Autremonde (Tad Williams)

par Jan 12, 2021Critiques, Livres/BD/Nouvelles Graphiques

Salut à toi jeune entrepreneur! Le président t’as enfermé dans ta chambre parce que tu n’a pas été trés sage? Les filles refusent de t’embrasser et disent qu’elles veulent pas mourir? La Police te harcelle dés que tu mets le pied dehors? Tu as tellement raclé les bas fonds de Netflix que tu ne sais plus quoi regarder? Je comprend, ca a vraiment été une année de merde pour tout le monde, mais j’ai peut être la solution pour toi! Et pose ce flacon de chloroquine avant de finir aux urgences.

Je viens de terminer la saga Autremonde de Tad Williams (à ne pas confonde avec «Autre-monde» de Maxim Chattam qui est passé par la fenêtre au bout de 30 pages). Et ce roman-fleuve (8 gros tomes bien épais écrits pas gros) traduit sur 10 ans en Français (grrr) m’aura quand même pris une dizaine de mois à lire.
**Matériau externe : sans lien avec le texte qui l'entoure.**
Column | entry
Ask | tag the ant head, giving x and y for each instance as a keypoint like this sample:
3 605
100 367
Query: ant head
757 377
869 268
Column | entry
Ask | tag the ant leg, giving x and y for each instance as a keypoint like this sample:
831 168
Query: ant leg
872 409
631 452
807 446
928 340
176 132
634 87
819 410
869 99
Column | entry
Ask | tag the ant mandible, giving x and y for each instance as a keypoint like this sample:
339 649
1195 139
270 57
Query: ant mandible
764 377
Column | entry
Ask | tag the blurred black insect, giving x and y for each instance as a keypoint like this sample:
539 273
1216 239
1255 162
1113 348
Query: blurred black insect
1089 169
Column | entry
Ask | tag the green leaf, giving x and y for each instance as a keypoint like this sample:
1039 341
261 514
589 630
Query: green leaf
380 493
Comment résumer LE roman de mon année-COVID (bo.del, cette phrase est sordide)?

Dans un futur trouble et compliqué, une universitaire sud-africaine accompagnée de son élève Saan (un autochtone) du Kalahari enquête sur un mystérieux réseau informatique qui semble happer ses usagers et les laisser dans un coma profond. Pénétrant dans la matrice, elle entame un voyage dans une succession mortelle de monde-gigognes virtuels. D’autres arcs narratifs et personnages croiseront sa route : Un soldat prisonniers des obus allemands à Verdun, une pirate informatique Française, deux flics australiens, un tueur en série, une femme ailée ainsi qu’une conjuration de milliardaires à la tête d’une cabale technologique et géopolitique. Sans compter une petite fille très courageuse, un enfant des rues mexicain, un vieillard étrange mangeur de savon, une présentatrice d’émission pour enfants schizophrène, une intelligence artificielle insolente et un adolescent atteint de la progéria.
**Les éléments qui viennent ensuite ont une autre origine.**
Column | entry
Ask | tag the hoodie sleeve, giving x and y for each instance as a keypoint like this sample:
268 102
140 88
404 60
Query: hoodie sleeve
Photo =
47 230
Voilà, j’en ai presque déjà trop dit. La science-fiction s’articule entre plusieurs axes dont l’un est la vraisemblance scientifique, et Autremonde a choisit d’être très abordable aux non-technophiles, presque rétrofuturiste. Tellement que le livre a des airs d’heroic fantasy à partir du troisième tome. D’ailleurs si HBO me lit, ca ferait une excellente franchise télé à gros budget façon Game of Throne (que Tad aurait inspiré parait-il?), si vous rachetez les droits à Warner Bros qui s’est endormis dessus. Pas de jargon technique, mais un récit intro-extrospectif qui se focalise avec brio sur des personnages très divers et sur leurs états d’âme.

Dans Autremonde le voyage est similaire à une arcane du Yi King, il est autant externe qu’interne et on est vite pris de compassion pour ces pauvres acteurs involontaires d’évènements qui les dépassent et qui comme nous, essaient de comprendre, doutent, s’interrogent.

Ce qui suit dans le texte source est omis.